Back at the Russells', Mia then discovers the Grey Lady painting has ripped and takes it home to begin restoring it, using her art major skills. Brandon and new girlfriend Tara (Ashley Leggat) decide to elope, but rush home when Cassie suddenly faints from dehydration. After making threatening remarks to Cassie, Drew is arrested on suspicion of her store's arson. Gwen doesn't believe her son set the fire and bails him out with the money they were planning to use for Cassie's now cancelled party.

The morning of Cassie's birthday arrives and Mia returns the restored painting to Cassie. Drew menacingly approaches Cassie during her walk, but she advises him on relationships and personal responsibility. Two hours later, however, she has still not returned home. A worried Jake also discovers the restored Grey Lady painting is missing.

A search for Cassie begins. It appears someone has broken into the Grey House and might still be there. Jake, Brandon, Lori, George and Gwen carefully enter the dark house, where they see Cassie dressed up. She leads the group to the backyard, which she has decorated for her birthday in a Halloween/harvest theme, complete with costumes for everyone. She planned her own party, but it was most important for her family and friends to arrive together.

Lori gives Cassie an old book written by Edward Whymark, a pseudonym for Elizabeth Merriwick, who wasn't abducted—she ran away to Texas with sweetheart Andrew Whymark and reinvented herself, living a long and fruitful life.
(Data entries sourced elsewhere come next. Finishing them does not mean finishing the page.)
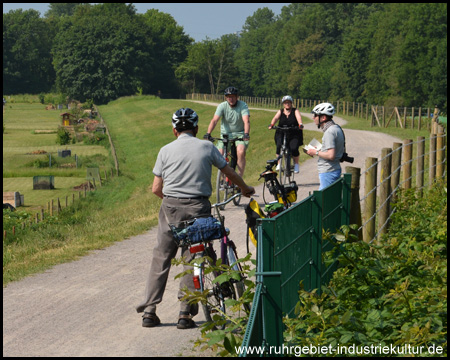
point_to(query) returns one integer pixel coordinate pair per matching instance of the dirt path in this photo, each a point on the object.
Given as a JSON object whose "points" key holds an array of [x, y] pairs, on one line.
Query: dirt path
{"points": [[87, 307]]}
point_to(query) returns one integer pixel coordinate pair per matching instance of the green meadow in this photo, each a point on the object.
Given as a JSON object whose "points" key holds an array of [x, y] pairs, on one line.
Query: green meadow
{"points": [[124, 206], [27, 151]]}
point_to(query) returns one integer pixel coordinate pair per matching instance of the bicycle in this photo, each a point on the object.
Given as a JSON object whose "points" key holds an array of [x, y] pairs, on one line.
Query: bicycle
{"points": [[286, 166], [205, 272], [284, 194], [224, 187]]}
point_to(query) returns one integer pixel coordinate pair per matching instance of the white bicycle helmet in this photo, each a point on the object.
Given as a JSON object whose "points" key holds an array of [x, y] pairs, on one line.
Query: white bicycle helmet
{"points": [[324, 109], [286, 98], [184, 119]]}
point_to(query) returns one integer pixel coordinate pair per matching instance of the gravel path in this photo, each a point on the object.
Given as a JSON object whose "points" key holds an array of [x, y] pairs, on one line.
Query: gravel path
{"points": [[87, 307]]}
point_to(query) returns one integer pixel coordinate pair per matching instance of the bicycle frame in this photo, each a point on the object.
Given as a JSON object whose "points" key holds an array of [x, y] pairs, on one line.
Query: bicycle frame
{"points": [[272, 183], [223, 184], [286, 170]]}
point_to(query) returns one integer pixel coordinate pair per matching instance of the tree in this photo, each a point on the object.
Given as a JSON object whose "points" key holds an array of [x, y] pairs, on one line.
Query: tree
{"points": [[103, 53], [27, 66], [209, 62], [170, 49], [61, 9]]}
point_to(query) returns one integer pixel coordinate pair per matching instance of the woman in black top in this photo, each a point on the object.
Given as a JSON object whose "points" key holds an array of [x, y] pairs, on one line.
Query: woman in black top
{"points": [[289, 116]]}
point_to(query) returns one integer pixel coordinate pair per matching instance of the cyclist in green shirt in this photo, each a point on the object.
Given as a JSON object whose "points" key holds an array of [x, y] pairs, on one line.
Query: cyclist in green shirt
{"points": [[235, 123]]}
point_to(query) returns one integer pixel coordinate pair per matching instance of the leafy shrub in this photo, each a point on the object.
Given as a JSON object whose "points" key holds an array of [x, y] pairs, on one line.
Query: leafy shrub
{"points": [[96, 139], [391, 293], [62, 136]]}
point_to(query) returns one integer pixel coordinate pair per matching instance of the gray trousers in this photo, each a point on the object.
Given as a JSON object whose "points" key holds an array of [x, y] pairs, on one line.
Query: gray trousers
{"points": [[173, 210]]}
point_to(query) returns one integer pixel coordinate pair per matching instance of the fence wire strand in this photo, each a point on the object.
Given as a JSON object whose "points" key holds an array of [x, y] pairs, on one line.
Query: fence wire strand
{"points": [[409, 162]]}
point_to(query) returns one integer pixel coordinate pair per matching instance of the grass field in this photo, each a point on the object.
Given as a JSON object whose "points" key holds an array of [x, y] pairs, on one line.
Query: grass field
{"points": [[20, 141], [124, 206]]}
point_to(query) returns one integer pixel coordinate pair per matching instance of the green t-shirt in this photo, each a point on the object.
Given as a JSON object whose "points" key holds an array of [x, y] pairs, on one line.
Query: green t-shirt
{"points": [[232, 116]]}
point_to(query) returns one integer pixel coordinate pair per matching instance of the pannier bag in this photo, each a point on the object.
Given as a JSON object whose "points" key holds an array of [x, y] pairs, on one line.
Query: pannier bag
{"points": [[197, 230]]}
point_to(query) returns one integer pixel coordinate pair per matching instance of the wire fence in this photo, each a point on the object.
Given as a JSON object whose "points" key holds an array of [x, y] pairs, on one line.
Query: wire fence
{"points": [[379, 115], [395, 170]]}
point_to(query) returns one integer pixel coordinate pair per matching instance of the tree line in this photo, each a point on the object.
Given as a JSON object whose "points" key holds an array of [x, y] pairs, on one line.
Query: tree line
{"points": [[381, 53]]}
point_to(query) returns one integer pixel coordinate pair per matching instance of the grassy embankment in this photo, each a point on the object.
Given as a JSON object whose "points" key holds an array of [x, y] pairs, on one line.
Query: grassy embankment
{"points": [[124, 206]]}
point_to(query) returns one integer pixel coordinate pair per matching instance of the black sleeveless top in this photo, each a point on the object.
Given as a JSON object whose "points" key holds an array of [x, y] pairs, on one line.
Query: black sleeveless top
{"points": [[290, 120]]}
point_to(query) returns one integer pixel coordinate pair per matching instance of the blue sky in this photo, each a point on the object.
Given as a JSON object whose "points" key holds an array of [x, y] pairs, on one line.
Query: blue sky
{"points": [[199, 20]]}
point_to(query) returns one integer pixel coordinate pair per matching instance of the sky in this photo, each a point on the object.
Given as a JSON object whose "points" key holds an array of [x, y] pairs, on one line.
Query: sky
{"points": [[199, 20]]}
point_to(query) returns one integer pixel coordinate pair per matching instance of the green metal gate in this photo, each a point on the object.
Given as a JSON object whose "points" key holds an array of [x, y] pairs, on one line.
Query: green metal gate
{"points": [[290, 250]]}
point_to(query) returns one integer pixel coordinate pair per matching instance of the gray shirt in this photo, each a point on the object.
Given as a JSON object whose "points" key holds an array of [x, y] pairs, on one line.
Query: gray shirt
{"points": [[185, 165], [333, 138]]}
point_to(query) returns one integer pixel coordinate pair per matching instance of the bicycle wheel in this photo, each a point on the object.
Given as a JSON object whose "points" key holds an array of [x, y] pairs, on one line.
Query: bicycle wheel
{"points": [[236, 200], [214, 309], [222, 188], [238, 284], [284, 170], [288, 169]]}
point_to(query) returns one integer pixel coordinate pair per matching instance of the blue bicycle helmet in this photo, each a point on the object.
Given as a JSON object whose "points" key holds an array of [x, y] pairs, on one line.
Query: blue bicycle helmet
{"points": [[231, 90], [184, 119]]}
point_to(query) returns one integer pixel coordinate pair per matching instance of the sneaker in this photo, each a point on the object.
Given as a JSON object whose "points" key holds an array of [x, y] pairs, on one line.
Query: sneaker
{"points": [[185, 321], [150, 320]]}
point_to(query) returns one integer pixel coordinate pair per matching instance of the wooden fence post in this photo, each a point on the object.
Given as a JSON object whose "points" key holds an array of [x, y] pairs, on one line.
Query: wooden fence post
{"points": [[404, 118], [407, 164], [432, 169], [370, 199], [440, 152], [385, 190], [419, 124], [355, 206], [396, 167], [420, 164]]}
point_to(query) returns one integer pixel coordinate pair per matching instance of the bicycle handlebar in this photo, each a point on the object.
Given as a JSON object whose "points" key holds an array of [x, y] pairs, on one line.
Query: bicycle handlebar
{"points": [[226, 201], [226, 139], [286, 128]]}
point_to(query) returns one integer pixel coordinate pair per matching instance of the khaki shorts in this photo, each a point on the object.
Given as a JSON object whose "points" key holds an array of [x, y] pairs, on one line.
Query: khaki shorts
{"points": [[219, 144]]}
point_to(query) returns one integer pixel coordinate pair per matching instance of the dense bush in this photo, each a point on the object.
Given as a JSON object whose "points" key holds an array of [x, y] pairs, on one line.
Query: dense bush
{"points": [[393, 293], [62, 136]]}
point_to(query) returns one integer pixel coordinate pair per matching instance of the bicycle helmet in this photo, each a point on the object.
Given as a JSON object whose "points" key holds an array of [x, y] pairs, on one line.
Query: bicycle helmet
{"points": [[184, 119], [324, 109], [286, 98], [231, 90]]}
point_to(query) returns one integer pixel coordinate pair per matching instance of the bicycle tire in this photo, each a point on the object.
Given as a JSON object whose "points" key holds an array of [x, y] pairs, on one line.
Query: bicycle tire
{"points": [[236, 200], [222, 188], [215, 299], [288, 169], [239, 285]]}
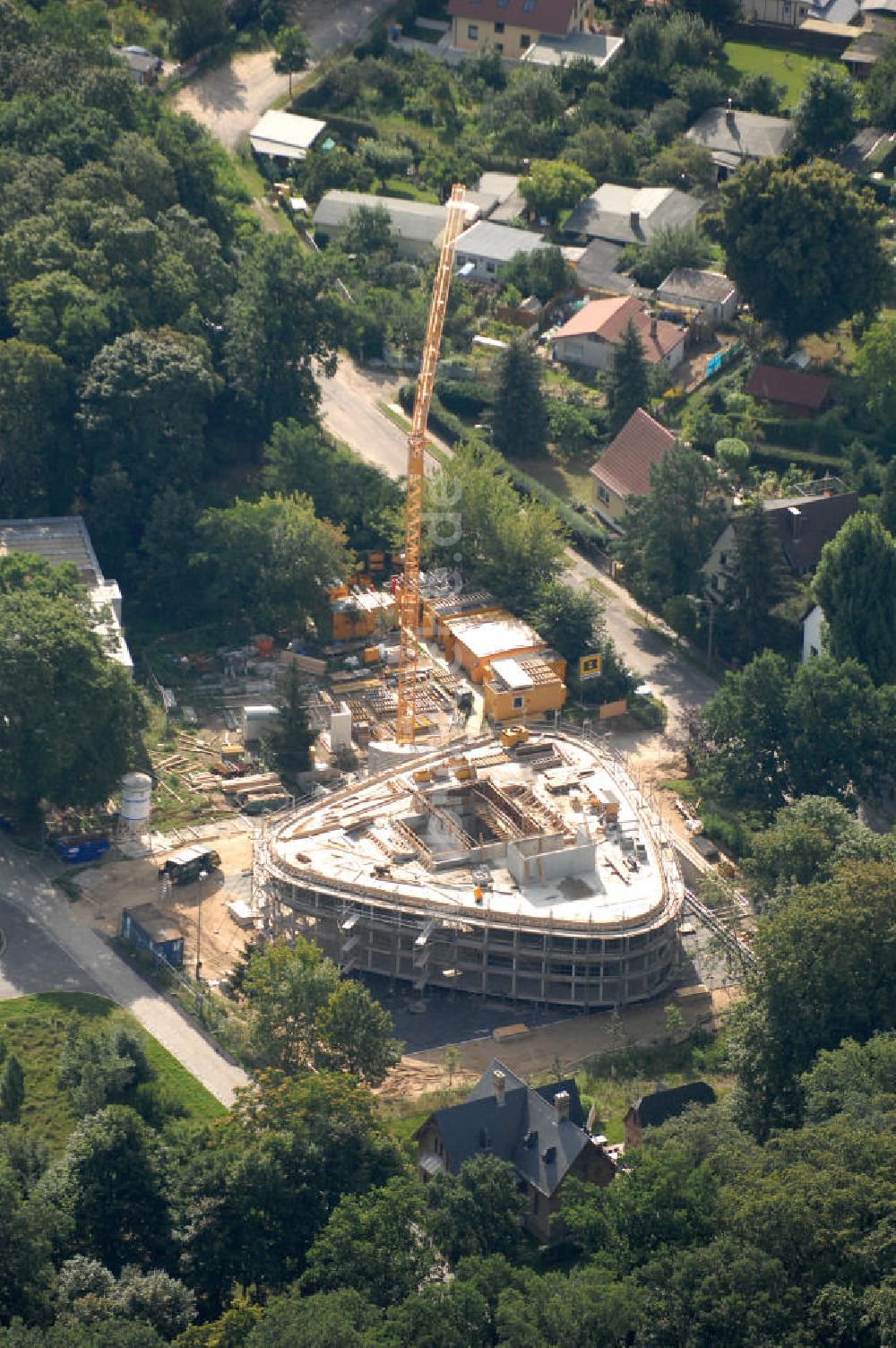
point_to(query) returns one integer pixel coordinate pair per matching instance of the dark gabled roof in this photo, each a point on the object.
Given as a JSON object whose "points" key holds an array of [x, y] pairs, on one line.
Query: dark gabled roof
{"points": [[553, 16], [625, 464], [524, 1130], [668, 1104], [792, 387], [802, 537]]}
Cassie congratulates Lori on her detective skills and knows she will do great on her journalism project. A masked Drew arrives with the stolen Grey Lady portrait, which he had appraised at the local museum. He tells Mia the museum liked her restoration work so much they want to hire her. Drew also makes peace with his mother, giving credit to Cassie for helping him realize his responsibilities. Meanwhile, it's revealed that a painter's rag, dropped in a cardboard box filled with paper, caused the fire at Cassie's store, not Drew. Brandon and Tara announce they still plan on getting married, but in two years time. Jake is thrilled and dances with Cassie, who is content among her party guests.

== Cast ==
- Catherine Bell as Mayor Cassandra "Cassie" Nightingale
- Chris Potter as Chief Jake Russell
- Hannah Endicott-Douglas as Lori Russell
- Matthew Knight as Brandon Russell
- Peter MacNeill as George O'Hanrahan
- Catherine Disher as Martha Tinsdale
- Robin Dunne as Drew
- Elizabeth Lennie as Gwen
- Noah Cappe as Deputy Derek Sanders
- Dani Kind as Mia
- Ashley Leggat as Tara
- Kate Todd as Helen
- Lisa Ryder as Alicia Quince

== Reception ==
=== Ratings ===
In its original airing, The Good Witch's Destiny was watched by 2.82 million viewers. It was Hallmark Channel's most watched original movie to date for 2013 among the network's core demographic, women aged 25–54.

=== Critical reception ===
Emily Ashby of Common Sense Media, which informs parents about media choices for their children, gave Destiny a four-star rating out of five, stating, "There are a few tense moments when a character's fate is unknown, but it's quickly resolved and holds no real scares". She added, "This story's meandering pace might be a hard sell for tweens, but if you can get yours to watch with you, you'll find all kinds of talking points about relationships, overcoming challenges, and the value of strong family bonds".